10. Frequently Asked Questions (Based on Technical Parameters)

Q: Can I drive this LED at 30mA continuously?
A: Yes, 30mA is the Absolute Maximum Rating for continuous forward current. For maximum reliability and lifetime, operating at or below the typical test current of 20mA is advisable.

Q: What is the difference between Peak Wavelength (632nm) and Dominant Wavelength (621nm typical)?
A: Peak wavelength is the physical peak of the light spectrum emitted. Dominant wavelength is the perceptual \"color\" our eyes see, which for red AlGaInP LEDs is often slightly shorter than the peak due to the shape of the spectral curve and the human eye's sensitivity (photopic response). Designers should use Dominant Wavelength for color specification.

Q: How critical is the binning selection?
A: For applications where multiple LEDs are used side-by-side (like a message board), selecting a single bin for luminous intensity (CAT) and dominant wavelength (HUE) is critical to avoid visible brightness and color variations across the display.

Q: The storage conditions seem strict. What happens if they are exceeded?
A: Moisture absorption can occur if stored in high humidity. During subsequent soldering (reflow), the rapid heating can cause the trapped moisture to expand violently, leading to internal package cracking (\"popcorning\") and failure. Adhering to the storage guidelines is essential.
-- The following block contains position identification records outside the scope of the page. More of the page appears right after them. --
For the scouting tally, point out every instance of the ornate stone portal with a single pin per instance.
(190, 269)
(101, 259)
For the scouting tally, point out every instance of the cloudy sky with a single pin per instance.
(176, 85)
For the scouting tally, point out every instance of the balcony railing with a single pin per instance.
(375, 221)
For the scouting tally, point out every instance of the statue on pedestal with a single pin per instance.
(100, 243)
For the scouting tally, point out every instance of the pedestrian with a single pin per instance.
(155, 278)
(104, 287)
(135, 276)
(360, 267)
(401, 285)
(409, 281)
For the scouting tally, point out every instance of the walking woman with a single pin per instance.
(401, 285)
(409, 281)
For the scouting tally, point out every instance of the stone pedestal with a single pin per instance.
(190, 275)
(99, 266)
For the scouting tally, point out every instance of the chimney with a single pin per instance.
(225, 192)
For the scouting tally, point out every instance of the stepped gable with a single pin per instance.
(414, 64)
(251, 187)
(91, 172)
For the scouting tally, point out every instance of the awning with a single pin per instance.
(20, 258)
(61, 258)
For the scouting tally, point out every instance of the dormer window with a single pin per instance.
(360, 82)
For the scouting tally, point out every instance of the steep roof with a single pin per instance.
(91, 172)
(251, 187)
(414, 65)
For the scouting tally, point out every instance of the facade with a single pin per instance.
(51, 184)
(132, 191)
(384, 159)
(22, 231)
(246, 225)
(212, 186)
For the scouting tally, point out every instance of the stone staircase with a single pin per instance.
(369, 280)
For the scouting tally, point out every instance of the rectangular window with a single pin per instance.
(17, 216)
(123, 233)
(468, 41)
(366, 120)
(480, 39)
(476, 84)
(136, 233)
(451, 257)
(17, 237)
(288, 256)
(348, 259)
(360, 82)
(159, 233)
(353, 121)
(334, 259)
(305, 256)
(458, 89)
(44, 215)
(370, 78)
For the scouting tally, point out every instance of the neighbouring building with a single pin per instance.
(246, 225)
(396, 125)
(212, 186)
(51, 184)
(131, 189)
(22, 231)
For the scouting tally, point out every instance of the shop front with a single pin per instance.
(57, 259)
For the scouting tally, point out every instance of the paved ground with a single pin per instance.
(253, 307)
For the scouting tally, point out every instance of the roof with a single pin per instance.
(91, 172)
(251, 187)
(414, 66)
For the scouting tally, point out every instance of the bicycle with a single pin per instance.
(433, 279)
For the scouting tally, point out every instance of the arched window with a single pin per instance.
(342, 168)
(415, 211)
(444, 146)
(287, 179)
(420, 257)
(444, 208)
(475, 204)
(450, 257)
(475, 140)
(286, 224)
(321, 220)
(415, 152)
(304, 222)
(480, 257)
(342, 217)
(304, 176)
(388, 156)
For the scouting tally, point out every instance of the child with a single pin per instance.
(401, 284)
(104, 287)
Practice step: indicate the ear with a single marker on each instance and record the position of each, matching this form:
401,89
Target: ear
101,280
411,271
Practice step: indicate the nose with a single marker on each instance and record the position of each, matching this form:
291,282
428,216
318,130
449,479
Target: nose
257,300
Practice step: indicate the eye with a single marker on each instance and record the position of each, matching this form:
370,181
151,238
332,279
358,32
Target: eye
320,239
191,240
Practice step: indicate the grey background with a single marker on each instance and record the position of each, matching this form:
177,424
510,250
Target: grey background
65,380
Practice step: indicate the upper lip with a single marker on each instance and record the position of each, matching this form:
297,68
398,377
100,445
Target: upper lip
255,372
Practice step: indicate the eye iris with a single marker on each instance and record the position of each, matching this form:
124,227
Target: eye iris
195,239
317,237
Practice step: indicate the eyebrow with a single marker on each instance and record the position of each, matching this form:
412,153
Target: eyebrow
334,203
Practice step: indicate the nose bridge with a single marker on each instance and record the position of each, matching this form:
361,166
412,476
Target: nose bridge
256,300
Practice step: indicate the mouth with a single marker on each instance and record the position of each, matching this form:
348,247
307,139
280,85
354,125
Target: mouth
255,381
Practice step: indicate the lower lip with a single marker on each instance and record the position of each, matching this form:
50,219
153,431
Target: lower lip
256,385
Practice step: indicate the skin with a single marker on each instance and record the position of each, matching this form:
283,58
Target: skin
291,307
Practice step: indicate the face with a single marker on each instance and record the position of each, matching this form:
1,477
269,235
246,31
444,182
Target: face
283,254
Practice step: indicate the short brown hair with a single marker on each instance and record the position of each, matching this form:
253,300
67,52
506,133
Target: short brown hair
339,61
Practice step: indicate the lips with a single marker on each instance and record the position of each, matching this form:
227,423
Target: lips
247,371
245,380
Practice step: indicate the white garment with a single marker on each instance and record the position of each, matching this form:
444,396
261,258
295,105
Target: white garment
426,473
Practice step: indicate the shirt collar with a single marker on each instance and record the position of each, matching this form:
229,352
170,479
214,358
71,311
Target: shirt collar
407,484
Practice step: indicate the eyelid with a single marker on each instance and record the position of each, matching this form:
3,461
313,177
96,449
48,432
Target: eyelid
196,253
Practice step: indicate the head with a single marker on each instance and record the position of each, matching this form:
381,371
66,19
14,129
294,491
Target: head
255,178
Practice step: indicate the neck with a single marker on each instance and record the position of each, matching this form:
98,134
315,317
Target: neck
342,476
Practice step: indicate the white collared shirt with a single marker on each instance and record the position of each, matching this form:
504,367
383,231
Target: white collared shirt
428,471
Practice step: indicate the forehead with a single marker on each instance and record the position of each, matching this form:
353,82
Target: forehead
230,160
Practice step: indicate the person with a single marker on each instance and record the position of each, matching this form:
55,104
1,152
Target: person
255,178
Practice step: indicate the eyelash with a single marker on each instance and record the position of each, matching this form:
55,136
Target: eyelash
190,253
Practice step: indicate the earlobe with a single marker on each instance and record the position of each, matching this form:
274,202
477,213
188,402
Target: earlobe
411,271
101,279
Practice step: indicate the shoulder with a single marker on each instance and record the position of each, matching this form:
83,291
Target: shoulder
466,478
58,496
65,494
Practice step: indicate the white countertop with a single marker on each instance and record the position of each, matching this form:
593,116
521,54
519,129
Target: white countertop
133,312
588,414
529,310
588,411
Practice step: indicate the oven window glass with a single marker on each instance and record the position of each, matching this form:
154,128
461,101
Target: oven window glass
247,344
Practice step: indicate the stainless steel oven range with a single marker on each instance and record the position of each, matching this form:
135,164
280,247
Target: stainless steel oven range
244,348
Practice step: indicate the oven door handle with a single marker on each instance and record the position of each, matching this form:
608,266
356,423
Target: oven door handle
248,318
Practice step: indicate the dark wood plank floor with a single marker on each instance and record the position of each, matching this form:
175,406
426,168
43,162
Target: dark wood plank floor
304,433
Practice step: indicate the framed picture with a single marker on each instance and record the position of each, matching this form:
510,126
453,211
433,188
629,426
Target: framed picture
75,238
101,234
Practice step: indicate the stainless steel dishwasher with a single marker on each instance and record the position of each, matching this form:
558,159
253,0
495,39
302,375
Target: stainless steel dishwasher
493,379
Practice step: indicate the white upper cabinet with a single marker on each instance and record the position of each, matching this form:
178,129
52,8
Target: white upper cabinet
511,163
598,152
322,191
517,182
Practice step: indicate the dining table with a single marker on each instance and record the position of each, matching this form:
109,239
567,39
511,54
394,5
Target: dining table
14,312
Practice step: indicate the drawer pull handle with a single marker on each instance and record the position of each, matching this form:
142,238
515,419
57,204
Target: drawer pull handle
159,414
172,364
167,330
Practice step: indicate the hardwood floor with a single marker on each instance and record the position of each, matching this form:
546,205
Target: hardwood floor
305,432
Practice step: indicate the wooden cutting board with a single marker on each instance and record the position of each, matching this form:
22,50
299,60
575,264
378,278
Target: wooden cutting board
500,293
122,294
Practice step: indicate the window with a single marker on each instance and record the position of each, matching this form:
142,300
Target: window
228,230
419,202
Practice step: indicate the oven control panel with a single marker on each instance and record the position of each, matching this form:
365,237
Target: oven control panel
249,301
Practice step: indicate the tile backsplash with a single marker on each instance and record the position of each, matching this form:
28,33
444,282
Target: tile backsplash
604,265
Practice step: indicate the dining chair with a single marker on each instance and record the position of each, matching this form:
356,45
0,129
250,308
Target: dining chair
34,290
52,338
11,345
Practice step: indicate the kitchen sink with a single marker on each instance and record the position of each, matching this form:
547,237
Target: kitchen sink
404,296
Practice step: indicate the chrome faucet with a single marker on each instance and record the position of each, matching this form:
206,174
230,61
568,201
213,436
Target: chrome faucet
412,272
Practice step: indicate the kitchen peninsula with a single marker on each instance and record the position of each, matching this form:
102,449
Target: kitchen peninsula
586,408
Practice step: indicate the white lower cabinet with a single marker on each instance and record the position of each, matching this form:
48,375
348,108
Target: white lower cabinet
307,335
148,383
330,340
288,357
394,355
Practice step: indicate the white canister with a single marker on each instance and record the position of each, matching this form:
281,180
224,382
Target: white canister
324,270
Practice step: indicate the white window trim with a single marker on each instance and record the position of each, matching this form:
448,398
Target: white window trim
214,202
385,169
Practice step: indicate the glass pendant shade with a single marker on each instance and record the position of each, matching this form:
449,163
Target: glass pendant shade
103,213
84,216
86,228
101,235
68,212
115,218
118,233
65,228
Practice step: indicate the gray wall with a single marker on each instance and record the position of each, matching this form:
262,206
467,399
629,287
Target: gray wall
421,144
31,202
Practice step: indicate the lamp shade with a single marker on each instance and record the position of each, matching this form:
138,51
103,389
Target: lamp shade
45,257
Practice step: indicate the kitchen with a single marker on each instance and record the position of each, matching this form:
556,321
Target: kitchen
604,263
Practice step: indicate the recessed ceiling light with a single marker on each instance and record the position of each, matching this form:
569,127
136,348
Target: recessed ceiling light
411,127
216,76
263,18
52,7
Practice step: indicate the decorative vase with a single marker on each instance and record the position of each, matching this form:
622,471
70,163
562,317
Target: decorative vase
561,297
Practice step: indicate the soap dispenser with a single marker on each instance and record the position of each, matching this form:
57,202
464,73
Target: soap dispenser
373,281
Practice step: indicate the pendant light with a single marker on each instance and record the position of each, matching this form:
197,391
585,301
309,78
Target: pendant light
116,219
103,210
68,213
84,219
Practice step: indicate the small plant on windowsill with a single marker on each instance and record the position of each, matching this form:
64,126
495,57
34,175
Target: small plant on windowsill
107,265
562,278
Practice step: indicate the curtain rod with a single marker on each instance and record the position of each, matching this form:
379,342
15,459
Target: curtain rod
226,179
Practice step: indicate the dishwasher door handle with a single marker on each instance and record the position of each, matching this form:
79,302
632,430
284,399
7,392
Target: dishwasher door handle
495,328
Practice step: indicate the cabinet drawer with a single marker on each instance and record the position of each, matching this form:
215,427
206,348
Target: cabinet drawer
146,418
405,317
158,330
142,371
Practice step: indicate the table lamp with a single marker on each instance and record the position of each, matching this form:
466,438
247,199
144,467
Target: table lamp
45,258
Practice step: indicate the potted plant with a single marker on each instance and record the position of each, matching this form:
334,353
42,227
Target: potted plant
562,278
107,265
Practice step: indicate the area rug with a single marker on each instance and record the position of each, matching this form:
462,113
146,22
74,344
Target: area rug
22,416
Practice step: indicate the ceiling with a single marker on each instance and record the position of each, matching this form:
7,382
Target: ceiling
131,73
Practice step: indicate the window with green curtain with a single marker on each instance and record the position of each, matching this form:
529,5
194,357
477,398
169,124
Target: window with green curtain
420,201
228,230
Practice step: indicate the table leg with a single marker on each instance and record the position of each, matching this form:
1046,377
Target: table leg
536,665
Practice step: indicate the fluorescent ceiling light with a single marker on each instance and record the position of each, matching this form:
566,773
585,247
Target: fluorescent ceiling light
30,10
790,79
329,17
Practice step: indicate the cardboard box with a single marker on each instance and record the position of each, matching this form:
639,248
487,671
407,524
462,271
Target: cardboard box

11. Practical Use Case Example

Scenario: Designing a single-line VMS for a bus stop.
The display uses 7-segment characters. Each segment is backlit by multiple LEDs. Using the oval 3474BFRR/MS LEDs oriented with their wide axis (110°) horizontal would efficiently fill the rectangular segment area with red light, minimizing the number of LEDs needed per segment compared to round LEDs. The designer would specify bin R1 for dominant wavelength to ensure all characters have an identical red hue, and bin RC or RD for luminous intensity to guarantee sufficient brightness for daylight readability. A constant current driver board would be designed to supply 18-20mA per LED string, with appropriate thermal design for the enclosed sign cabinet.

12. Operational Principle

This LED operates on the principle of electroluminescence in a semiconductor diode. The AlGaInP chip forms a p-n junction. When a forward voltage exceeding the junction's threshold (approx. 1.6-2.6V) is applied, electrons and holes are injected across the junction. When these charge carriers recombine, they release energy in the form of photons (light). The specific composition of the AlGaInP alloy determines the bandgap energy, which directly defines the wavelength (color) of the emitted light—in this case, in the red spectrum (~621-629 nm). The oval-shaped epoxy lens then encapsulates the chip and precisely molds the emitted light into the desired 110° x 60° radiation pattern.

13. Technology Trends

While this is a mature through-hole component, the broader LED industry trends that influence its application space include:
Increased Efficiency: Ongoing material and process improvements lead to higher luminous efficacy (more light per watt), allowing for lower power consumption or higher brightness in signage.
Enhanced Reliability: Improvements in epoxy resins, encapsulation techniques, and chip packaging continue to extend operational lifetimes, which is crucial for infrastructure applications like transportation signs.
Color Mixing and Control: There is a trend towards more sophisticated multi-color and full-color LED signs. Components with well-defined and stable radiation patterns, like this oval LED, remain essential for achieving uniform color mixing and high-quality graphical output in these advanced systems.
Miniaturization & Surface Mount: The general trend is towards surface-mount device (SMD) packages for automated assembly. However, through-hole components like the 3474 series maintain relevance in applications requiring extreme mechanical robustness, easier manual servicing, or specific optical formats not readily available in SMDs.